Politik

Namarin: Filosofi Pendidikan Kepelautan Kurang Tepat

NUSANTARANEWS.CO – Pada pertengahan Januari lalu, Sekolah Tinggi Ilmu Pelayaran (STIP) heboh. Kehebohan ini menyusul tewasnya Amirullah Aditya, taruna tingkat I Sekolah Tinggi Ilmu Pelayaran Marunda akibat penganiayaan seniornya. Sistem pendidikan yang berlaku di STIP Marunda pun kembali berada di bawah sorotan tajam publik.

Seperti biasanya, Kementerian Perhubungan (Kemenhub) sebagai pihak yang memiliki dan mengelola STIP langsung mencopot Ketua STIP dan menjanjikan perbaikan tata kelola kampus itu agar perkara bullying yang berujung maut itu tidak berulang di masa mendatang.

Direktur The National Maritime Institute (Namarin) Siswanto Rusdi angkat bicara turut mengkomentari peristiwa nahas tersebut. Menurutnya, kekerasan yang mengakar di STIP bertitik-tolak dari filosofi pendidikan kepelautan yang kurang tepat. Kekurangtepatan itu terletak pada anggapan bahwa untuk membangun disiplin dalam diri siswa diperlukan kekerasan.

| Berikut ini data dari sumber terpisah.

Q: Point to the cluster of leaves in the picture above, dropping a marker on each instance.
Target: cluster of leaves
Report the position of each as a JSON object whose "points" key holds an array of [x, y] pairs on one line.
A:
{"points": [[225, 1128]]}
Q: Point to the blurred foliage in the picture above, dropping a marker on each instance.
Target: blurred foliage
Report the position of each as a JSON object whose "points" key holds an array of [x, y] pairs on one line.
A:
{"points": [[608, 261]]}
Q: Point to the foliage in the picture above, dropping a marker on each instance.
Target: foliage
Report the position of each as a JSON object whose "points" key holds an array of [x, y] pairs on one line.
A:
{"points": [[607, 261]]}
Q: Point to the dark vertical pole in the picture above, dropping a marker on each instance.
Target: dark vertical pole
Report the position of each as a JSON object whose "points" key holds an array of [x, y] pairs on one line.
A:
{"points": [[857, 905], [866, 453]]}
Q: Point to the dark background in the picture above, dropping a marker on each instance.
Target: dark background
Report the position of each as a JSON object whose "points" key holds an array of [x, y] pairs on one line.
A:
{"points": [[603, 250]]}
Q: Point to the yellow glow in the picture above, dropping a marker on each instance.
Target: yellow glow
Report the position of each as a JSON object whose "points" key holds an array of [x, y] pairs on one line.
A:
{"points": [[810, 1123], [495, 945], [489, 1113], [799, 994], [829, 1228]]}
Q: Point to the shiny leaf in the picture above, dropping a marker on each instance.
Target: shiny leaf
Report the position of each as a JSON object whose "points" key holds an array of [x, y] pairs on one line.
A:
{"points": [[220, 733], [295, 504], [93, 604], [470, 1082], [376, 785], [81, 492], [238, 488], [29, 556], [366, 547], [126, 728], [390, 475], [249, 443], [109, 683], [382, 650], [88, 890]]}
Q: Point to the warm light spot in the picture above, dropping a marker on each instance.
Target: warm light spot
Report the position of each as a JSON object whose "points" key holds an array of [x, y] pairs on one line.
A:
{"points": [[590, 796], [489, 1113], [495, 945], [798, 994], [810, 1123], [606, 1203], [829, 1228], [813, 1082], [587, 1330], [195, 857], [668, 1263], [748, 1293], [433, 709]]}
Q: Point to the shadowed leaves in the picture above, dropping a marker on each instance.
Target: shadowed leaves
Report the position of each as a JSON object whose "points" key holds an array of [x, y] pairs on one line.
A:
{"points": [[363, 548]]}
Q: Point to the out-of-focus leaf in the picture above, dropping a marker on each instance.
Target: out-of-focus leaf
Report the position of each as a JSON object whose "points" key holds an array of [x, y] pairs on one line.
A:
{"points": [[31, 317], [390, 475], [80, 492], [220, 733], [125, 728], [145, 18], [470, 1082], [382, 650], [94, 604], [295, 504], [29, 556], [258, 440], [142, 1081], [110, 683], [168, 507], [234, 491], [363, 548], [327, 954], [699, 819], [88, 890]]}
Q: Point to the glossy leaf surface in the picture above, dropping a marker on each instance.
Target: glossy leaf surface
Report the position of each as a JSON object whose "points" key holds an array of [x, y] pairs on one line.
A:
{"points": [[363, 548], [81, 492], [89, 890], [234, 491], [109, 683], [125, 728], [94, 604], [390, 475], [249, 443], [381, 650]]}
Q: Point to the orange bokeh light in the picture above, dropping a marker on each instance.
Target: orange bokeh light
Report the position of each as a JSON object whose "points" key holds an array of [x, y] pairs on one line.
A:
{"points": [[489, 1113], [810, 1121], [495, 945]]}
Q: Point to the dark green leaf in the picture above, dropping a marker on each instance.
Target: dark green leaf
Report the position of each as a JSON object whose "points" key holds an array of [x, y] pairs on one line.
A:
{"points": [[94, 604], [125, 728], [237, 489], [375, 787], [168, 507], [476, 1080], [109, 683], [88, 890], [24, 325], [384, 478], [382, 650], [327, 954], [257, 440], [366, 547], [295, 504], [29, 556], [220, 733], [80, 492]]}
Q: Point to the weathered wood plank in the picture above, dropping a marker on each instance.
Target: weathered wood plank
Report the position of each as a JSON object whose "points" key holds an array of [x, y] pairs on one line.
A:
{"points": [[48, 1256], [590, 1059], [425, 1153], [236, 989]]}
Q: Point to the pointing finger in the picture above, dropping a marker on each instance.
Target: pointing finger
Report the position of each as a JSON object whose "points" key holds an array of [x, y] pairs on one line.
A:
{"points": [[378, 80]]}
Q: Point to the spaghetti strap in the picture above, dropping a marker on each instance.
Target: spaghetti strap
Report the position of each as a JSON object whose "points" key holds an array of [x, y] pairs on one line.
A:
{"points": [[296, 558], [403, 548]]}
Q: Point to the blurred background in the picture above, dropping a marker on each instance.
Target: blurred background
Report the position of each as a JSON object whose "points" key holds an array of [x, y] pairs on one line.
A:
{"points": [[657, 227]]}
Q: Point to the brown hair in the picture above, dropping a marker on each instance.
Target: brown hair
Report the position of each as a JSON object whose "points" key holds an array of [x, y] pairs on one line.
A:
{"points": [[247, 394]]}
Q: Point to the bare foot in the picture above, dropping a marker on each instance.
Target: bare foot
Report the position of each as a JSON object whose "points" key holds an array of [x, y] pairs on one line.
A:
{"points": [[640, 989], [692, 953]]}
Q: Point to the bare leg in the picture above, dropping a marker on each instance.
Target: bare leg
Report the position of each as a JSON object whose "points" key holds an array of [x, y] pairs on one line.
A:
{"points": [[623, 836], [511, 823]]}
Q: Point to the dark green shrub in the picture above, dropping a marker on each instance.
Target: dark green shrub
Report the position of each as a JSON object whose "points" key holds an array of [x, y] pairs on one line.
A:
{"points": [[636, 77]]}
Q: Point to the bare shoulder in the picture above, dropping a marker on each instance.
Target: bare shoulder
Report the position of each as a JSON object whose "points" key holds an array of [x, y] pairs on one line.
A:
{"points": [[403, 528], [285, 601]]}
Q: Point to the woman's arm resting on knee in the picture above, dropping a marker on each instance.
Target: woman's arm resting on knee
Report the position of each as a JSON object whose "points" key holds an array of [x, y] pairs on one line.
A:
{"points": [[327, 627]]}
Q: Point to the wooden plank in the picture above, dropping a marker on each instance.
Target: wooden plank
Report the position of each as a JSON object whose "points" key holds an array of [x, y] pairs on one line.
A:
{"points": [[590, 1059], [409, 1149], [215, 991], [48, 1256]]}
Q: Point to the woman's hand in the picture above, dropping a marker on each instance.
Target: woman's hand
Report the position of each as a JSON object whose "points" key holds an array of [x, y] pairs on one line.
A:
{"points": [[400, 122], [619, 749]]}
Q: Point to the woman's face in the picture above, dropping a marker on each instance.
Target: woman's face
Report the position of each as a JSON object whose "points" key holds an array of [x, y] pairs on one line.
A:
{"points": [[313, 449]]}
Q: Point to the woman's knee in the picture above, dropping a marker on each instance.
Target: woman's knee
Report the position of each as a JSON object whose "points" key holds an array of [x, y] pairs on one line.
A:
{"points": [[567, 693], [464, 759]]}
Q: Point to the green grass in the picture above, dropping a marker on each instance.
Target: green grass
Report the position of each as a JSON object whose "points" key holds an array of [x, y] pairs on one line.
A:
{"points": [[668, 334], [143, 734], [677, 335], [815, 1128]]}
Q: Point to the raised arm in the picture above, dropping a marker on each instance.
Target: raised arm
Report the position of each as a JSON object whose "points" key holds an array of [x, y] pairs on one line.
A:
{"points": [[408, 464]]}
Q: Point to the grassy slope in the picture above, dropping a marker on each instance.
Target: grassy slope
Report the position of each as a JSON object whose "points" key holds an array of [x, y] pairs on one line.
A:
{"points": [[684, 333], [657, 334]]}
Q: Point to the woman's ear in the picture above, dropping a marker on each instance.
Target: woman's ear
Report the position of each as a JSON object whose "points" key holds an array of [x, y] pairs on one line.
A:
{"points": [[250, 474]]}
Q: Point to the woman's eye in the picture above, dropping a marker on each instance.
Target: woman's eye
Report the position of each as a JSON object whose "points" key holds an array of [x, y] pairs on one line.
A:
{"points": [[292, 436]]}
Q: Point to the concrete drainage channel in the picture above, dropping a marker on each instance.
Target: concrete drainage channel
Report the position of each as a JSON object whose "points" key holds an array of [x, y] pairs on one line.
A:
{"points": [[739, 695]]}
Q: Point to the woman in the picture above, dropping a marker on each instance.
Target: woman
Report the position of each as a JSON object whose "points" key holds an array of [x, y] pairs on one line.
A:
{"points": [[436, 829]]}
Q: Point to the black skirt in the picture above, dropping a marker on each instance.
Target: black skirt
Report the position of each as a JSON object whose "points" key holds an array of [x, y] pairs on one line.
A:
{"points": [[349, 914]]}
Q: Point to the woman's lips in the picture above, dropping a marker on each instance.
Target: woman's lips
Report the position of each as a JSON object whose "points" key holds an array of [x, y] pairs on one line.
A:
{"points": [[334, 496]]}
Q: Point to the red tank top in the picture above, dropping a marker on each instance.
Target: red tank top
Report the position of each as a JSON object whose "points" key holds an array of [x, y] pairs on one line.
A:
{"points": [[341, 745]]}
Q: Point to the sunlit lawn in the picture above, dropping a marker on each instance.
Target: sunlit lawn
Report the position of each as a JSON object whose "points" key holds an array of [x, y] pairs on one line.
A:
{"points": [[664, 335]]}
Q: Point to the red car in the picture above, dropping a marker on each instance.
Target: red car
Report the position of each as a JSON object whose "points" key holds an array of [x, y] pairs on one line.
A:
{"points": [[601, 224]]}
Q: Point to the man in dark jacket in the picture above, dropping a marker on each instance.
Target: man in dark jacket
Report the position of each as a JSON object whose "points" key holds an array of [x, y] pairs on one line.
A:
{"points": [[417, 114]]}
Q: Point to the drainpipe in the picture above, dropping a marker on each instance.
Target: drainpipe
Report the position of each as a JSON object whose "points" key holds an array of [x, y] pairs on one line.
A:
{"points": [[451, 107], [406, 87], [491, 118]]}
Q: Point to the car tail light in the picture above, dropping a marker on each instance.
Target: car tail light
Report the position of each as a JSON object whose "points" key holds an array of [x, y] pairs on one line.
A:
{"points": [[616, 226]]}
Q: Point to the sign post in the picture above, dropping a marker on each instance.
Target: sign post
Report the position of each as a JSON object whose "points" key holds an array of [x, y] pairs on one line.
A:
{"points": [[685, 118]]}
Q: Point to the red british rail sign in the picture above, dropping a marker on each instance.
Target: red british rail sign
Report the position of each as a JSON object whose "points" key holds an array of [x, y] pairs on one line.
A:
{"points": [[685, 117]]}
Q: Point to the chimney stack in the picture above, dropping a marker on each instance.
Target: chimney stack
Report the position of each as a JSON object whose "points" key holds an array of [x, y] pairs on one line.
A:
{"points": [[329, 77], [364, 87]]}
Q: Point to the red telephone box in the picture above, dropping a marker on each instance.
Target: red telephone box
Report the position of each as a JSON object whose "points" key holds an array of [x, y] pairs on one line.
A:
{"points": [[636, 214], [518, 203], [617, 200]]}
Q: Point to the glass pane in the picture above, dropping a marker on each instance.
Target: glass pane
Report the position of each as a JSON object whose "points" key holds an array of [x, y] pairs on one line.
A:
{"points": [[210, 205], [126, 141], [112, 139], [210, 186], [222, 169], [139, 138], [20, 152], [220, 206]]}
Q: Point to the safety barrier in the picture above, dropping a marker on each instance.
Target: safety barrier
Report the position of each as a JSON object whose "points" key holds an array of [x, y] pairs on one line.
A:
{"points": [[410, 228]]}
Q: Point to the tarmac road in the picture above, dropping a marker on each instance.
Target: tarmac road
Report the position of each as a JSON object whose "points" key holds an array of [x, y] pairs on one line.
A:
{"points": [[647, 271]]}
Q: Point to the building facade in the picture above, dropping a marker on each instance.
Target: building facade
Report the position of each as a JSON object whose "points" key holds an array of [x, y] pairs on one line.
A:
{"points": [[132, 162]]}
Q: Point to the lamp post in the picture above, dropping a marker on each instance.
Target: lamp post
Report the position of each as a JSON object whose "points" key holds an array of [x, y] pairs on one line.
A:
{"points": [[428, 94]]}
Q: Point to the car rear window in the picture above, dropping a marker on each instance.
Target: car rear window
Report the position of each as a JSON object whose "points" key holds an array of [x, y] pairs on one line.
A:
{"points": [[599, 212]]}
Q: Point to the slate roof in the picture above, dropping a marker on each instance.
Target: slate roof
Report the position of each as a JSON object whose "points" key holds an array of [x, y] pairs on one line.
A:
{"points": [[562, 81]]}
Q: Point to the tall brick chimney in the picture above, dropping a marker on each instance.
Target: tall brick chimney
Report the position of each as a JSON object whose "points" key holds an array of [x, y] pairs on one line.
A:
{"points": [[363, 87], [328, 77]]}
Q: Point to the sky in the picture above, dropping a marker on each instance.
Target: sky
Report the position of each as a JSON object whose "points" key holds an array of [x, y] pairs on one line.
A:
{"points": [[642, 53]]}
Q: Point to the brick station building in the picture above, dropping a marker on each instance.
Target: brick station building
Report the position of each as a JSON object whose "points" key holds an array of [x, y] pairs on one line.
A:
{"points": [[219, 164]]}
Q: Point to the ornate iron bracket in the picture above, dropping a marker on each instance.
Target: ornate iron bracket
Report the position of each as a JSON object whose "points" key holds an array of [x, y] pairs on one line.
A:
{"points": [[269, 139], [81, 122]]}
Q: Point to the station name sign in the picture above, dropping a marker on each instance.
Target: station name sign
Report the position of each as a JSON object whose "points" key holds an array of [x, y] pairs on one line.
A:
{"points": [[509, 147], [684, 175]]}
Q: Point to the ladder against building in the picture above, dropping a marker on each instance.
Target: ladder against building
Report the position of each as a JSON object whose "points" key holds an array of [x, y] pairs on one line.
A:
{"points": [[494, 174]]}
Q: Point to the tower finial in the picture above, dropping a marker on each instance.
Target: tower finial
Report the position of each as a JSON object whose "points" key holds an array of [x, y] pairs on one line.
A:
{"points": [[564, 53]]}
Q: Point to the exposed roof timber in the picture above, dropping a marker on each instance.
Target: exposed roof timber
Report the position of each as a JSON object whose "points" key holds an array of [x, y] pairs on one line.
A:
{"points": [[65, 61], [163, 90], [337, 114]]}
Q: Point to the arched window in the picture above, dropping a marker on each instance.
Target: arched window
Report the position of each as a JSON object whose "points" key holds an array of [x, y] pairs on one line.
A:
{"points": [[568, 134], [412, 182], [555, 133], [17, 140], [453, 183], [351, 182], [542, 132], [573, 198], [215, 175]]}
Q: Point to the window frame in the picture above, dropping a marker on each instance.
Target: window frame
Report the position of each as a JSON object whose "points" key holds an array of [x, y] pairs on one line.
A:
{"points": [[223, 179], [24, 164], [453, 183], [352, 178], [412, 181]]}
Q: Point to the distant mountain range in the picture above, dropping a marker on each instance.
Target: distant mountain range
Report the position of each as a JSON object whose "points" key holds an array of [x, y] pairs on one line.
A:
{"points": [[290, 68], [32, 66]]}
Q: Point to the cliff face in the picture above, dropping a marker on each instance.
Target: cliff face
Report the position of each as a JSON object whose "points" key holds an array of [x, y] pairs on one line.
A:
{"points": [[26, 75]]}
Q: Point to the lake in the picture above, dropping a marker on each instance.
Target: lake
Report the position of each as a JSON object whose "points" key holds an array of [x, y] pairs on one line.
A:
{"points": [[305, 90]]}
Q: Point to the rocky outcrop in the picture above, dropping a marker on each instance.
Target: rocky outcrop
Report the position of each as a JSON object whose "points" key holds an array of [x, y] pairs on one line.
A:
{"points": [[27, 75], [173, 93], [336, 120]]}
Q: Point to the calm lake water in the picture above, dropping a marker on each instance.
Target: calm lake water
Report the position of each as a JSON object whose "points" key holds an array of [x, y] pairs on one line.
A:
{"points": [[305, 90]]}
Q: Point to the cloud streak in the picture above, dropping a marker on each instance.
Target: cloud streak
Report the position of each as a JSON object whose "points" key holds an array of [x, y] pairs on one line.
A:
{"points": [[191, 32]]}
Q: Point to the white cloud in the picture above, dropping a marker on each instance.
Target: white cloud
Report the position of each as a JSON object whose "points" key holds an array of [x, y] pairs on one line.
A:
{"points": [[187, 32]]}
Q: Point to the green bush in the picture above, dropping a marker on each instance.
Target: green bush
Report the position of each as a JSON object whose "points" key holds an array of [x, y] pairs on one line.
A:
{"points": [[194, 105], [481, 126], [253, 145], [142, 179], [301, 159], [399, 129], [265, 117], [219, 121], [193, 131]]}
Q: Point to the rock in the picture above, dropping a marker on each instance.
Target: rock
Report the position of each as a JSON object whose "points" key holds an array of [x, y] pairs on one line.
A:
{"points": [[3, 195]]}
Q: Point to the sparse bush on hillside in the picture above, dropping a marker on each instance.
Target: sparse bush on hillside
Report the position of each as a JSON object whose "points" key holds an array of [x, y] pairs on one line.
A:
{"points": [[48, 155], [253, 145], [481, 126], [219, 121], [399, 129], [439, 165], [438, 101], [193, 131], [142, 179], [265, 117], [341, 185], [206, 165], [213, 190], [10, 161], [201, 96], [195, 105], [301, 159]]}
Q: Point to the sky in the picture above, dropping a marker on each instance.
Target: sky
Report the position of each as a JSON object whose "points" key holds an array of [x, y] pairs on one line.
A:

“Disiplin dimaksud kemudian digenapkan dengan menerapkan tradisi militeristik dalam kegiatan belajar-mengajar di kampus dan asrama. Pola hubungan junior-senior yang sering menjadi faktor pencetus kekerasan di STIP bertumpu pada prinsip hirarki yang ada dalam tubuh militer,” ujar Siswanto seperti dikutip dari lamannya, Sabtu (4/2/2017).

Baca Juga:  KPU Nunukan Gelar Pleno Rekapitulasi Perhitungan Perolehan Suara Pemilu 2024

Siswanto menjelaskan, disiplin memang diperlukan dalam pekerjaan di atas kapal yang jika tidak dapat ditegakkan bisa mengganggu operasional kapal. Tetapi, bukan dengan cara kekerasan untuk menumbuhkannya. Filosofi yang kurang tepat juga bisa dilihat dari tidak dipahaminya perbedaan antara knowledge dan knowhow dalam menyiapkan pelaut oleh para pengelola STIP.

“Maksudnya begini. Pelaut adalah salah satu profesi yang sangat kental aspek ‘knowhow‘ atau keterampilannya dibanding aspek ‘knowledge‘ atau pengetahuannya. Karena itu, untuk mengasah keterampilan (skill) tadi, aspek yang diperlukan adalah latihan alias ‘training‘. Itulah mengapa International Maritime Organization (IMO) menggunakan istilah ‘training tiap kali organisasi yang bermarkas di London Inggris itu membicarakan kegiatan penyiapan tenaga kerja di atas kapal, bukan pendidikan atau ‘education’,” terang dia.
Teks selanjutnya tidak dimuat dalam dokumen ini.